Physical security professionals, for the most part, define convergence in terms of integrating previously disparate security systems such as video surveillance and access control with other facility related systems such as RFID tracking systems or fire safety systems.
IT-based personnel have evolved a different, often more complex definition of convergence that takes integration of security systems to a higher level by incorporating IT applications such as human resources and traditional IT security into the model.
In either case, it’s apparent that software is driving convergence on both fronts.
Business In ChargeThis is clearly not a trend driven by technology (for technology’s sake) as we’ve often seen with other developments that sweep an industry like digital recording. Today’s users are looking for increased integration between operations to meet compliance regulations, reduce costs and improve security at their facilities. Unlike just a few years ago, security is a top priority in every private and public sector. Homeland defense, the gaming industry, Fortune 1000 companies and a handful of other market categories are steering security system suppliers onto a new course for systems product development that is shifting away from hardware-driven solutions to convergence through the implementation of more highly integrated software-driven solutions.

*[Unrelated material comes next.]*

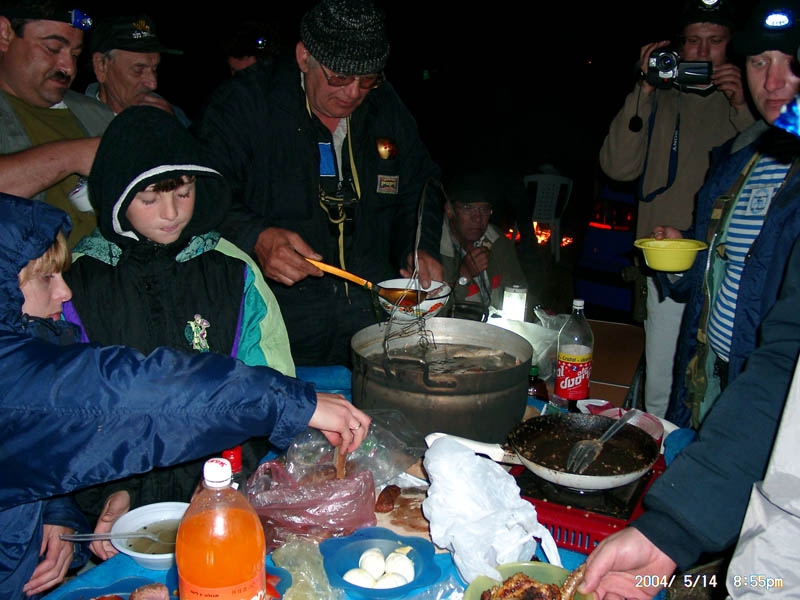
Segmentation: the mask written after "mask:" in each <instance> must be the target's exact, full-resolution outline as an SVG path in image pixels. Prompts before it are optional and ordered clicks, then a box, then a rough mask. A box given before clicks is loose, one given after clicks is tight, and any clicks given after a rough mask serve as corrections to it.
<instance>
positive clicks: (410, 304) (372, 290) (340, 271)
mask: <svg viewBox="0 0 800 600" xmlns="http://www.w3.org/2000/svg"><path fill="white" fill-rule="evenodd" d="M306 260H307V261H308V262H310V263H311V264H312V265H314V266H315V267H317V268H318V269H320V270H321V271H325V272H326V273H330V274H331V275H336V276H337V277H341V278H342V279H347V280H348V281H352V282H353V283H356V284H358V285H360V286H361V287H364V288H366V289H368V290H370V291H372V292H375V293H376V294H378V296H380V297H381V298H383V299H384V300H386V301H387V302H390V303H391V304H394V305H395V306H400V307H402V308H407V307H410V306H416V305H417V304H420V303H422V302H423V301H424V300H425V299H426V298H427V297H428V295H429V294H430V292H426V291H424V290H413V289H411V288H384V287H381V286H379V285H378V284H377V283H372V282H371V281H367V280H366V279H364V278H363V277H359V276H358V275H354V274H353V273H350V272H349V271H344V270H343V269H340V268H338V267H334V266H333V265H329V264H327V263H323V262H320V261H318V260H312V259H310V258H306Z"/></svg>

The roadmap to convergence is just starting to come to fruition on a practical level with software solutions that truly integrate video surveillance and access control systems (e.g. card access, visitor management and badging systems) along with other key security applications. We are also seeing the implementation of more sophisticated software-based solutions that integrate more traditional IT applications on the enterprise level in an effort to create one identity for employees that can be used globally. Big stuff, but the jury is still out on the “interoperability” of these enterprise level solutions – the new industry buzzword of the month.
Practically speaking, security systems are already being updated to perform complex integrated operations. Today’s digitally-driven and networked systems allow much more sophisticated levels of interoperability whereby they can perform complex operations simultaneously and automatically. However, the level of integration varies depending on the specific software-driven function that crosses platforms enabling a much broader range of applications. As more powerful software solutions are written, system designers can integrate security and IT applications onto a single control platform.

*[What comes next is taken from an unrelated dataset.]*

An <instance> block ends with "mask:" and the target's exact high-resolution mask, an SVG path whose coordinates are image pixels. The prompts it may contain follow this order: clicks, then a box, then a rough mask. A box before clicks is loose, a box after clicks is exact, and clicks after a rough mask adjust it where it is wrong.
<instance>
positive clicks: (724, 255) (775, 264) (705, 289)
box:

Everything’s TogetherBy bringing together security applications such as access control, video surveillance, object video, biometrics and fire/alarm/event monitoring, with the business applications such as point-of-sale (POS), human resources, physical asset management and RFID tracking – security and IT management will be able to control all system operations as a single entity. This level of system control makes the management of electronic data extremely efficient. More specifically for video surveillance applications, a central database provides the ability to organize, match and retrieve recorded data and images by correlating live and/or recorded video to the data associated with a specific event.

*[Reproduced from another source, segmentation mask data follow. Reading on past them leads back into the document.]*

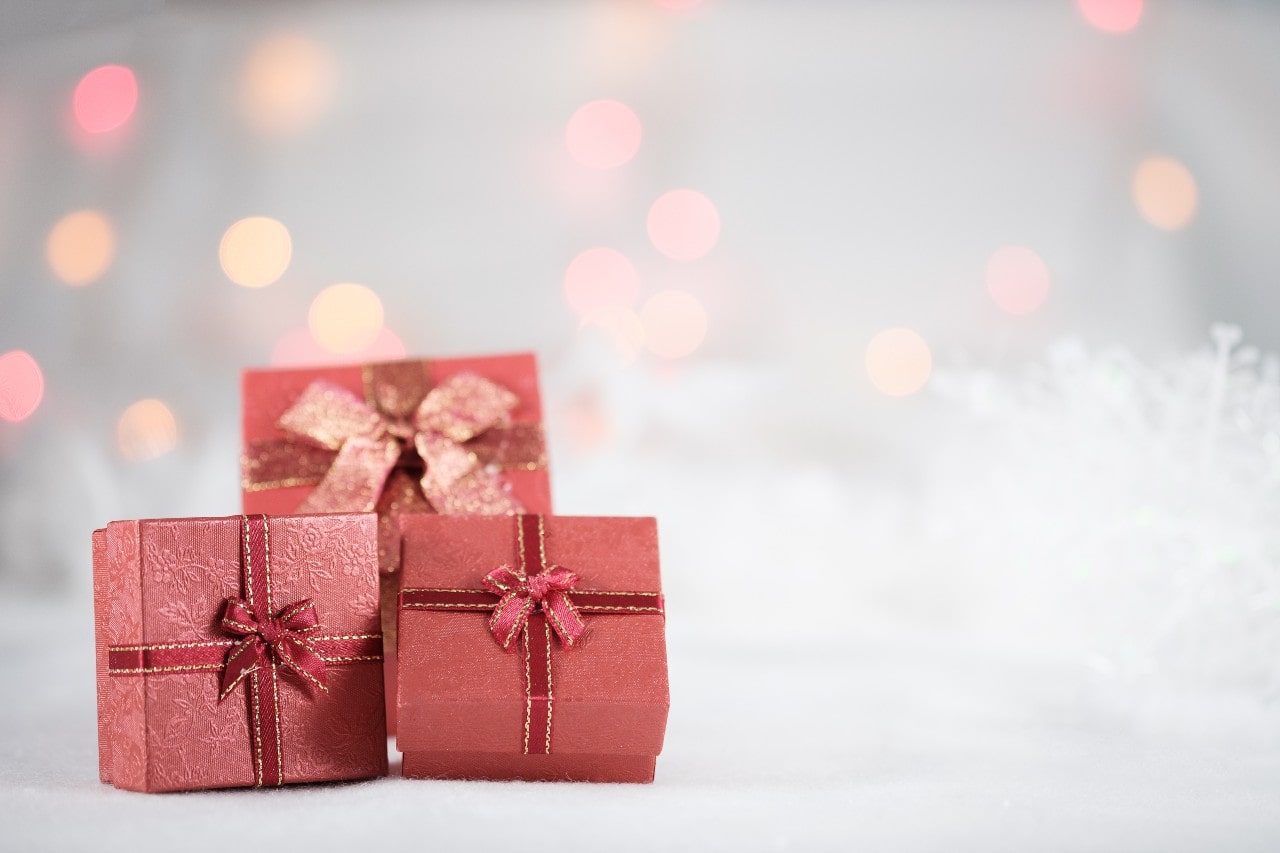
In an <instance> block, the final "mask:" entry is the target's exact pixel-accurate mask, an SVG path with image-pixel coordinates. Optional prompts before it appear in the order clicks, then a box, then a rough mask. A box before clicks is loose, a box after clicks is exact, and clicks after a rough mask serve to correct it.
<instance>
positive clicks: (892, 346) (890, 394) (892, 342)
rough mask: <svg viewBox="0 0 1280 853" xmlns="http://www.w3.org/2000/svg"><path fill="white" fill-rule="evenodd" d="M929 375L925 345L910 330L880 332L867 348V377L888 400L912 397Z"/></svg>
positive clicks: (922, 341)
mask: <svg viewBox="0 0 1280 853" xmlns="http://www.w3.org/2000/svg"><path fill="white" fill-rule="evenodd" d="M932 371H933V355H932V353H931V352H929V345H928V343H927V342H925V341H924V338H922V337H920V336H919V334H918V333H916V332H913V330H911V329H904V328H893V329H884V330H883V332H881V333H878V334H877V336H876V337H873V338H872V339H870V342H869V343H868V345H867V377H868V378H869V379H870V380H872V384H873V386H876V389H877V391H879V392H882V393H886V394H890V396H891V397H905V396H908V394H914V393H915V392H916V391H919V389H920V388H923V387H924V383H925V382H928V380H929V374H931V373H932Z"/></svg>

This is a highly sought attribute of newer software-driven, network-based technologies since systems can be programmed to react to specific scenarios or “policies” established by corporate management. One of the initial applications for this level of integration is the integration of POS devices with video surveillance systems. If an event occurs which matches any pre-defined scenarios, the control platform will archive transaction data along with the multiple video feeds of the event. All pertinent information can then be simultaneously sent to security personnel for review.
But even as this software revolution takes hold, the need for hardware still exists. For example, today’s virtual matrix switching systems promise to provide enhanced levels of functionality, but they have yet to offer the proven performance and capabilities afforded by today’s leading switching systems. How these systems are connected and interfaced with other security systems is another issue, and again, software is at the core of the solution.
The fact is – the security industry has just started to really concentrate on the implementation and upgrades to the new software-centric, server-based enterprise level system solutions. Regardless of which model of convergence you have embraced, don’t throw away your hardware-based video switching systems just yet. Instead I suggest you get up to speed on new server/software developments so you’re ready to make the move to a more fully integrated software-driven control platform when the time is right.